“There is just so much baggage with that term,” said a friend of mine when asked why she does not call herself a Christian. “I don’t want what I call myself to be a stumbling block for people to know who Jesus is. There have been so many people who call themselves ‘Christian,’ and yet do not live like they are.” This is a clear refrain that I hear over and over from people in our churches who have shed what they consider an archaic term for the more “politically correct” term of “Christ-follower.” The trouble is that it is not just a term that will quickly, if it has not already, become archaic itself, but it is a term that undermines the whole concept of what being a Christian is all about.
And let’s be honest, if the idea is to not offend people then we need to go back to the words of Christ himself. “Blessed are you when others revile you and persecute you and utter all kinds of evil against you falsely on my account” (Matthew 5:11 ESV). In other places he explicitly says that people are offended by the truth of God, so any way we try to sugar-coat the truth by our terminology will go stale.
If you call yourself a “Christ-follower,” I hope the following points will help you to reconsider and take a stand by embracing who you are in Christ.
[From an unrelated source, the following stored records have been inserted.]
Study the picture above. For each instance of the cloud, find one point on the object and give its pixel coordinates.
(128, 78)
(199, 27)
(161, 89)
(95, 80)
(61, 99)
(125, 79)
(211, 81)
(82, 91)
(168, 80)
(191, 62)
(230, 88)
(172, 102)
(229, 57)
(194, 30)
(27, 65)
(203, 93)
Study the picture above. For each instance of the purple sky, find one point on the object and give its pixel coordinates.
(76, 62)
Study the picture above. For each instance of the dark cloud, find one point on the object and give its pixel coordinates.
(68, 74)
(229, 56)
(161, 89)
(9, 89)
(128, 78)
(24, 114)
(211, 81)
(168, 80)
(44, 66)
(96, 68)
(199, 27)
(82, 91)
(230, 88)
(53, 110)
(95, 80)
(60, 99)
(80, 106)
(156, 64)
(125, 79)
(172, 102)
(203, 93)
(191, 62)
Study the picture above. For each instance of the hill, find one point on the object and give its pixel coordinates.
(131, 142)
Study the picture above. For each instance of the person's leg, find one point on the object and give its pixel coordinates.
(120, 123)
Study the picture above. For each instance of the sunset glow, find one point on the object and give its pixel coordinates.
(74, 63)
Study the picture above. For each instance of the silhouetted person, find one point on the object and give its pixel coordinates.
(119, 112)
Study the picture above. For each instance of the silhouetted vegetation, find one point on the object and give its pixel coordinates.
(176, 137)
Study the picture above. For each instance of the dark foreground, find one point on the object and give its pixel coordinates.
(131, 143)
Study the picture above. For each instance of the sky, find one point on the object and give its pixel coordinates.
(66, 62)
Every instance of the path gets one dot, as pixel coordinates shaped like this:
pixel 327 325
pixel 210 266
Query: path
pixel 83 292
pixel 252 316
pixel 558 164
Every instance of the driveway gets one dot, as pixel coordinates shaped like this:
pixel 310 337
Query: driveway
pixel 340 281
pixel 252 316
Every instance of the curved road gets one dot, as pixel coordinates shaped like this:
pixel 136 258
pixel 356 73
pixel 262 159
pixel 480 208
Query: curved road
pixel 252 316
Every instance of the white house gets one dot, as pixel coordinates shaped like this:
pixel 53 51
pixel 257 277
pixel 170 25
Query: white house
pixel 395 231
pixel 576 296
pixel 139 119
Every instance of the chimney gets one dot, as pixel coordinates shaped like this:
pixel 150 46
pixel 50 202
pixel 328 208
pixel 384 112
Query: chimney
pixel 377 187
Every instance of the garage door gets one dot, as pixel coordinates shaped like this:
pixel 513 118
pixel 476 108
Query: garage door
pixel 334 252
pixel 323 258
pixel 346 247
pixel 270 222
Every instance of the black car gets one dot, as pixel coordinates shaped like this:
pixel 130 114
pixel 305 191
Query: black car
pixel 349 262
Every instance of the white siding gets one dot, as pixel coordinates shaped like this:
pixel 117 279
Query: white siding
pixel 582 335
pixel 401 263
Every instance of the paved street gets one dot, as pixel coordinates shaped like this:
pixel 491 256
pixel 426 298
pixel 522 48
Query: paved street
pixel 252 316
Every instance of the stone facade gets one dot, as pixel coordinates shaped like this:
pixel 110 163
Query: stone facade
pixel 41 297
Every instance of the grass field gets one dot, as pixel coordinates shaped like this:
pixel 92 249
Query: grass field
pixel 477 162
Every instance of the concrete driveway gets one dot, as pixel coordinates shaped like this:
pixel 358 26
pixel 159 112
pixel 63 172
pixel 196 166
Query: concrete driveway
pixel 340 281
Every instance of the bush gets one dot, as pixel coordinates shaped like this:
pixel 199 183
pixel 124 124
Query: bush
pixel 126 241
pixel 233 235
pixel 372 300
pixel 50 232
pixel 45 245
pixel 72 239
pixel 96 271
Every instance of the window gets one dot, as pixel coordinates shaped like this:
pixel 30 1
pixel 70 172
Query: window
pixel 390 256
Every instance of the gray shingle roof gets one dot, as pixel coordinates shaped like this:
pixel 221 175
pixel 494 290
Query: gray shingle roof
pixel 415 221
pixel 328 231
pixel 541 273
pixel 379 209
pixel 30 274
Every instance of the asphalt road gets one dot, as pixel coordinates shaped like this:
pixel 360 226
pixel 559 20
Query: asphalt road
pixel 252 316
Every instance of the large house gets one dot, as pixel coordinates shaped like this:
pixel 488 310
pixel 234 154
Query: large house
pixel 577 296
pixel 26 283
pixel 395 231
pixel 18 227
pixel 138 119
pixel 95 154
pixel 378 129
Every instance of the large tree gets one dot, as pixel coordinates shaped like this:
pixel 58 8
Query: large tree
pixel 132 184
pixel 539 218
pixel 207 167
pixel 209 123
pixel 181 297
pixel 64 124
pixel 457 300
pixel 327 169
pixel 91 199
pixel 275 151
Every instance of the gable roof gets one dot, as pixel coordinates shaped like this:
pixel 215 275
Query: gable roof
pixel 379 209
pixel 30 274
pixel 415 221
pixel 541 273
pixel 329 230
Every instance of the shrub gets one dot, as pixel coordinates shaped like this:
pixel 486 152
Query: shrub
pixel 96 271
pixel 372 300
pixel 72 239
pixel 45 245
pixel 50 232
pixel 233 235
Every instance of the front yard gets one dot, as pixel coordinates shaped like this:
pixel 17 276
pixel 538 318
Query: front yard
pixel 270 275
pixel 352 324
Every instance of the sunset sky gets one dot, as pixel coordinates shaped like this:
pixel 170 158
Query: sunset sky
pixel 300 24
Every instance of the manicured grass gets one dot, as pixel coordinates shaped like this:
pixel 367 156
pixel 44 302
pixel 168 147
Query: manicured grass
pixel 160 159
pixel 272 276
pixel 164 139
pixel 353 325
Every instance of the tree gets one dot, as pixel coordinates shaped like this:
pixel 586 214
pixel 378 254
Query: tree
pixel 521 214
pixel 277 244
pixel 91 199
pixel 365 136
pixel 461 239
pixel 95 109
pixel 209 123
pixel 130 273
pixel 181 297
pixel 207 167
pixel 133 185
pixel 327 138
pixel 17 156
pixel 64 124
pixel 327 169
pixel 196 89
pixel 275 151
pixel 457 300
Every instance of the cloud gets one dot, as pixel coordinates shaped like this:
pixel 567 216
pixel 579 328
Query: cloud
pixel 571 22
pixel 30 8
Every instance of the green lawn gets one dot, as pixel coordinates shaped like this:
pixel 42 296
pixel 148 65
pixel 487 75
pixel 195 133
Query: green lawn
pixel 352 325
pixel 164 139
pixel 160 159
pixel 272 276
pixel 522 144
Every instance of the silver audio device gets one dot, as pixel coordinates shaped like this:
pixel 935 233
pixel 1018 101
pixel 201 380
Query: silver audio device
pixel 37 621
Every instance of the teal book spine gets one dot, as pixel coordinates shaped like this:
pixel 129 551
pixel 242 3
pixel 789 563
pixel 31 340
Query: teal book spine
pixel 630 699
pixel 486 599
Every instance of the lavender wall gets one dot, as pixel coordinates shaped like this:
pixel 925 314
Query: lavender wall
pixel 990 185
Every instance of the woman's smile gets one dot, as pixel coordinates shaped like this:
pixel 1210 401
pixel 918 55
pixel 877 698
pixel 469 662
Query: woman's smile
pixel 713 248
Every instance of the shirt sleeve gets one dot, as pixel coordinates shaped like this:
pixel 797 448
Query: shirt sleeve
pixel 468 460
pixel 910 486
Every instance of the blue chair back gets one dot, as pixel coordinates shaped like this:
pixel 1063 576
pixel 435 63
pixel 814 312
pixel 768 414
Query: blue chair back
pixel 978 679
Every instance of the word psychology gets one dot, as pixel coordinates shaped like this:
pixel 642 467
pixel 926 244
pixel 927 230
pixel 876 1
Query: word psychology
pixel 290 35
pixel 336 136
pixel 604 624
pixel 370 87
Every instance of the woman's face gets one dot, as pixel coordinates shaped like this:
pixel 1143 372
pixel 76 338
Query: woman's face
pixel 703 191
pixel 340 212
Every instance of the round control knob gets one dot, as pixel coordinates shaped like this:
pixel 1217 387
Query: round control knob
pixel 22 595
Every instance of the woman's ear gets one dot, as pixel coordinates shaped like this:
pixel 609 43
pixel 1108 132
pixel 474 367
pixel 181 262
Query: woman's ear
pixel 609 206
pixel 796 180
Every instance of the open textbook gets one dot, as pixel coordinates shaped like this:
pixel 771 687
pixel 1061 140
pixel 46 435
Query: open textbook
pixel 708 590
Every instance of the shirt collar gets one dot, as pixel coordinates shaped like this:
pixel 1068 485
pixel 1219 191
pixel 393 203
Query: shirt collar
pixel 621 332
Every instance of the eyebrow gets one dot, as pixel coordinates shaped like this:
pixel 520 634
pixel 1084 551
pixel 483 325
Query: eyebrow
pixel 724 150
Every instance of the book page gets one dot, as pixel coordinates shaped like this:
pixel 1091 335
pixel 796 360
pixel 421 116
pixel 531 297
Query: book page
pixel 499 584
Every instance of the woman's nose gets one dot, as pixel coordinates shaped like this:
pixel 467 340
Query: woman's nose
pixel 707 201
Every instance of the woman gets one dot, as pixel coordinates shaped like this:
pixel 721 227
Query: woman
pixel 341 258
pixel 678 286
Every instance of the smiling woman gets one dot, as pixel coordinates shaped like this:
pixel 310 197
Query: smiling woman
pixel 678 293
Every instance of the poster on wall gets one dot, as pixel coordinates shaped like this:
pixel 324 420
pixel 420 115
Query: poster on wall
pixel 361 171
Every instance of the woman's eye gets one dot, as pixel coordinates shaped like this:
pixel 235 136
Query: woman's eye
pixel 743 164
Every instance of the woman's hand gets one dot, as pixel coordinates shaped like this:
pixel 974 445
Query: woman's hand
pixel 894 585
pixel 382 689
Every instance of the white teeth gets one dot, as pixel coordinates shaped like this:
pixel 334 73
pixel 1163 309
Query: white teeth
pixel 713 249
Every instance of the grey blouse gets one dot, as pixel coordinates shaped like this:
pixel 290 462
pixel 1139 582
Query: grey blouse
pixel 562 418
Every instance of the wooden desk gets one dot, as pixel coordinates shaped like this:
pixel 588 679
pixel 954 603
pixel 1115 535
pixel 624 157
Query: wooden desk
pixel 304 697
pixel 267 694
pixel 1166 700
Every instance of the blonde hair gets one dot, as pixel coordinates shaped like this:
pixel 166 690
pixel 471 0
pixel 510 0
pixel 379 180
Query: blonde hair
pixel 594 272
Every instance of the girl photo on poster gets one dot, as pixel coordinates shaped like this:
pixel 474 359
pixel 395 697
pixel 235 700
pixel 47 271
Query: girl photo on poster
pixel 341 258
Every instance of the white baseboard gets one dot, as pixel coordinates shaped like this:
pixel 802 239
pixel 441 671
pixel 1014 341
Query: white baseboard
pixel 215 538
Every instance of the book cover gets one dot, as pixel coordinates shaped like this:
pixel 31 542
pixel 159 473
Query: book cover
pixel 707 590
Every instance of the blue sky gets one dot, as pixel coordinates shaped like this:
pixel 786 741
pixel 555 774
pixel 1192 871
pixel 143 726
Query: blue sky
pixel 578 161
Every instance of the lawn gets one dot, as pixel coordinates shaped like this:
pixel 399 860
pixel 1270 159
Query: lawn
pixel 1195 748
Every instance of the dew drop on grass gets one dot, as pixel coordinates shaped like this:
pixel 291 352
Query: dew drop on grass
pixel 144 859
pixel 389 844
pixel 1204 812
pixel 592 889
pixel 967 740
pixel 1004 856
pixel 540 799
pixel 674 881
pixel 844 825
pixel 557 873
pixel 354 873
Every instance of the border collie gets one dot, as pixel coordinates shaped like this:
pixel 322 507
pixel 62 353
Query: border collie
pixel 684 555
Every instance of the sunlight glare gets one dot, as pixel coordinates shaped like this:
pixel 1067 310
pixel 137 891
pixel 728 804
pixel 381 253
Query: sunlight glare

According to research by the Barna Group presented in the book UnChristian, more than two thirds of people who are not a part of a church say that they are not willing to speak to a Christian about their faith. Notice that they do not want to talk to Christians; this is not the case with other faiths. What makes people put Christians into a category that allows more space on public transportation?
Seems like there was something written about there being a time and place for everything. Ecclesiastes 3 is the Bible’s take no that classic Eagles song (yes, I know that the Bible was written first, it was a joke) about how there are things that really have their day, but then the next day comes around and, well it is not such a beautiful thing.
This puts me in mind of how different evangelism has already become in the past few decades. I am old enough to have attended a Billy Graham crusade. But when was the last time one of them by any other evangelist even happened? Times have changed and the people that crusades (unfortunately named) are those who already believed in God, the Bible, heaven, and hell. What was so impacting for these people is that they were being challenged to see that they were not living the life that God wanted them to live and were so convicted that they went forward in droves to do something about it.